The Transport Properties of Semi-Crystalline Polyetherimide BPDA-P3 in Amorphous and Ordered States: Computer Simulations

The effect of polymer chain ordering on the transport properties of the polymer membrane was examined for the semi-crystalline heterocyclic polyetherimide (PEI) BPDA-P3 based on 3,3',4,4'-biphenyltetracarboxylic dianhydride (BPDA) and diamine 1,4-bis [4-(4-aminophenoxy)phenoxy]benz ene (P3). All-atom Molecular Dynamics (MD) simulations were used to investigate the gas diffusion process carried through the pores of a free volume several nanometers in size. The long-term (similar to 30 mu s) MD simulations of BPDA-P3 were performed at T = 600 K, close to the experimental value of the melting temperature (T-m approximate to 577 K).

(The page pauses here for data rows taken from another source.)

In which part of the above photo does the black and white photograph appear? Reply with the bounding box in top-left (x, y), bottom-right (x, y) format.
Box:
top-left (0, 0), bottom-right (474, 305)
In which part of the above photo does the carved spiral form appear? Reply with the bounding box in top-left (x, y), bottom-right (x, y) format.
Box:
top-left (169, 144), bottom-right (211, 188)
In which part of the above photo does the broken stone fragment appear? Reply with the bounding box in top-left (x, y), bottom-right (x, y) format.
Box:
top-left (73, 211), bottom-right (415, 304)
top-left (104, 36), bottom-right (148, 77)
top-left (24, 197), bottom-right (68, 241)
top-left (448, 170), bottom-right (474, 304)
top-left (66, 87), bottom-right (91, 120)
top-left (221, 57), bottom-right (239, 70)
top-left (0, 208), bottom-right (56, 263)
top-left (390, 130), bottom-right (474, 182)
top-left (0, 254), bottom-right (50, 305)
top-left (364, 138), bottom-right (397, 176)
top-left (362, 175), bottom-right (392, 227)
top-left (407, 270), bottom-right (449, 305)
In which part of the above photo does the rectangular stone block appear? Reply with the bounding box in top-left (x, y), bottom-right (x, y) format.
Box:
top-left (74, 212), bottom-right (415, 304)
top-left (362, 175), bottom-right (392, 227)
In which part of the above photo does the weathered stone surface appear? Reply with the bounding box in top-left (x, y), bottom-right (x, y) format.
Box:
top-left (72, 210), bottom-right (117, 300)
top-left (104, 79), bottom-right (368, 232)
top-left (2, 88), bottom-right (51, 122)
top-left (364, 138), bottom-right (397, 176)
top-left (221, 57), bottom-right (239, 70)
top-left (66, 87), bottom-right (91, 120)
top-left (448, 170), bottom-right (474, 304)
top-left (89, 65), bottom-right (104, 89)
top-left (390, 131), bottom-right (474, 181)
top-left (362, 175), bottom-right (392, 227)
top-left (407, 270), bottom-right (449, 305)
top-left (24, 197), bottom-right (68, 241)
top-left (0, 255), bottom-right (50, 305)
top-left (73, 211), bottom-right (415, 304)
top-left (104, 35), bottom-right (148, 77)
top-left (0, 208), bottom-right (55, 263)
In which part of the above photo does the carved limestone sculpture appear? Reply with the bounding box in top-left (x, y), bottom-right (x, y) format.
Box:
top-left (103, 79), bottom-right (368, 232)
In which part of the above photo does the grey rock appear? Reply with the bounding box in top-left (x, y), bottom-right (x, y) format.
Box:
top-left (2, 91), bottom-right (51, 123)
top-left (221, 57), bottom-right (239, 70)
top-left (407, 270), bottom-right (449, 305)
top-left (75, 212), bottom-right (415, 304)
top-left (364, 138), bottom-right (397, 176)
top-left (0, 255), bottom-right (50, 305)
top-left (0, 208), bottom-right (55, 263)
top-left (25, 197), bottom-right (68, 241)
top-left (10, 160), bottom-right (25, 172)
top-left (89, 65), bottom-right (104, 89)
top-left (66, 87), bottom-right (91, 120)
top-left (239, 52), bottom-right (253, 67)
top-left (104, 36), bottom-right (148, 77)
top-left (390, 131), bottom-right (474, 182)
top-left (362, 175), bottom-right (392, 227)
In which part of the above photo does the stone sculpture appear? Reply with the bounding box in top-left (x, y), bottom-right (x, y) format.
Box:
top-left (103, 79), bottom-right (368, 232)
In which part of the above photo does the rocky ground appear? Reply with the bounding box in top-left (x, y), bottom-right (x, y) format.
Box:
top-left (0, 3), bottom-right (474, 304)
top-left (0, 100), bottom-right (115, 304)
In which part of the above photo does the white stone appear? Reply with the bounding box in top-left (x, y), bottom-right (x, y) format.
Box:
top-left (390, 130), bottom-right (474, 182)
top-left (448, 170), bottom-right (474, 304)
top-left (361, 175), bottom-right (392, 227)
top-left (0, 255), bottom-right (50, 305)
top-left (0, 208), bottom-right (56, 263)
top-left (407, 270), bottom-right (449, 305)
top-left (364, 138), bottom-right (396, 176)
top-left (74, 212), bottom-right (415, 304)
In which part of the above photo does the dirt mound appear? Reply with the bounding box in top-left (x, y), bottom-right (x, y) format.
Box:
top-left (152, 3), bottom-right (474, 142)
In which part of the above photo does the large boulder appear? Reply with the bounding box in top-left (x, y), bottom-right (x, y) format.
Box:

It was found during the simulations that the transition of the PEI from an amorphous state to an ordered one occurred. We determined a decrease in solubility for both the gases examined (CO2 and CH4), caused by the redistribution of free volume elements occurring during the structural ordering of the polymer chains in glassy state (T-g approximate to 487 K). By analyzing the diffusion coefficients in the ordered state, the presence of gas diffusion anisotropy was found. However, the averaged values of the diffusion coefficients did not differ from each other in the amorphous and ordered states. Thus, permeability in the observed system is primarily determined by gas solubility, rather than by gas diffusion.